Lazy allocation allows this cost
to be spread over time. On the other hand, lazy allocation
incurs the extra
overhead of page faults, which involve a user/kernel transition.
Operating systems can reduce this cost by allocating a batch of
consecutive pages per
page fault instead of one page and by specializing the kernel
entry/exit code for such page-faults.
Yet another widely-used feature that exploits page faults is
demand paging. In exec
, xv6 loads all
of an application’s text
and data into memory before starting
the application. Since applications
can be large and reading from disk takes time, this startup cost can
be noticeable to users. To
decrease startup time, a modern kernel doesn’t initially load
the executable file into memory, but just creates the user page table with
all PTEs marked invalid. The kernel starts the program running;
each time the program uses a page for the first time, a page
fault occurs, and in response
the kernel reads the content of the page from disk and
maps it into the user address space. Like COW fork and lazy
allocation, the kernel can implement this feature transparently to
applications.
The programs running on a computer may need more memory than the computer has RAM. To cope gracefully, the operating system may implement paging to disk. The idea is to store only a fraction of user pages in RAM, and to store the rest on disk in a paging area. The kernel marks PTEs that correspond to memory stored in the paging area (and thus not in RAM) as invalid. If an application tries to use one of the pages that has been paged out to disk, the application will incur a page fault, and the page must be paged in: the kernel trap handler will allocate a page of physical RAM, read the page from disk into the RAM, and modify the relevant PTE to point to the RAM.

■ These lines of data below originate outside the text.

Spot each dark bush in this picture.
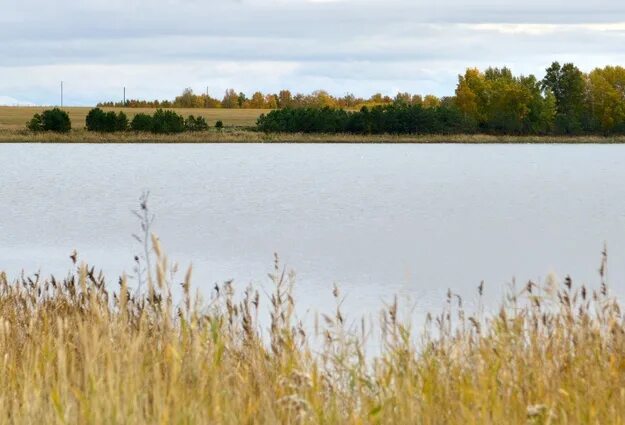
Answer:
[130,114,152,131]
[256,105,475,134]
[26,108,72,133]
[152,109,184,134]
[184,115,208,131]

What happens if a page needs to be paged in, but there is no free physical RAM? In that case, the kernel must first free a physical page by paging it out or evicting it to the paging area on disk, and marking the PTEs referring to that physical page as invalid. Eviction is expensive, so paging performs best if it’s infrequent: if applications use only a subset of their memory pages and the union of the subsets fits in RAM. This property is often referred to as having good locality of reference. As with many virtual memory techniques, kernels usually implement paging to disk in a way that’s transparent to applications.

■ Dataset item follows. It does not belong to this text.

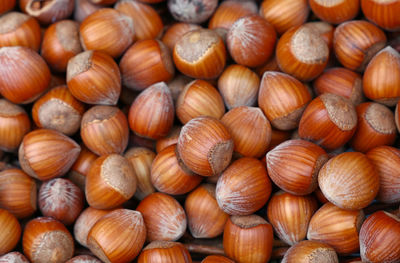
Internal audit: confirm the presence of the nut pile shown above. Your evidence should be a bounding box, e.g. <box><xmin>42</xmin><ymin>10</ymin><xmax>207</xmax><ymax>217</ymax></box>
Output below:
<box><xmin>0</xmin><ymin>0</ymin><xmax>400</xmax><ymax>263</ymax></box>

Computers often operate with little or no free physical memory, regardless of how much RAM the hardware provides. For example, cloud providers multiplex many customers on a single machine to use their hardware cost-effectively. As another example, users run many applications on smart phones in a small amount of physical memory. In such settings allocating a page may require first evicting an existing page. Thus, when free physical memory is scarce, allocation is expensive.
Lazy allocation and demand paging are particularly advantageous when free memory is scarce and programs actively use only a fraction of their allocated memory. These techniques can also avoid the work wasted when a page is allocated or loaded but either never used or evicted before it can be used.
Other features that combine paging and page-fault exceptions include automatically extending stacks and memory-mapped files, which are files that a program mapped into its address space using the mmap system call so that the program can read and write them using load and store instructions.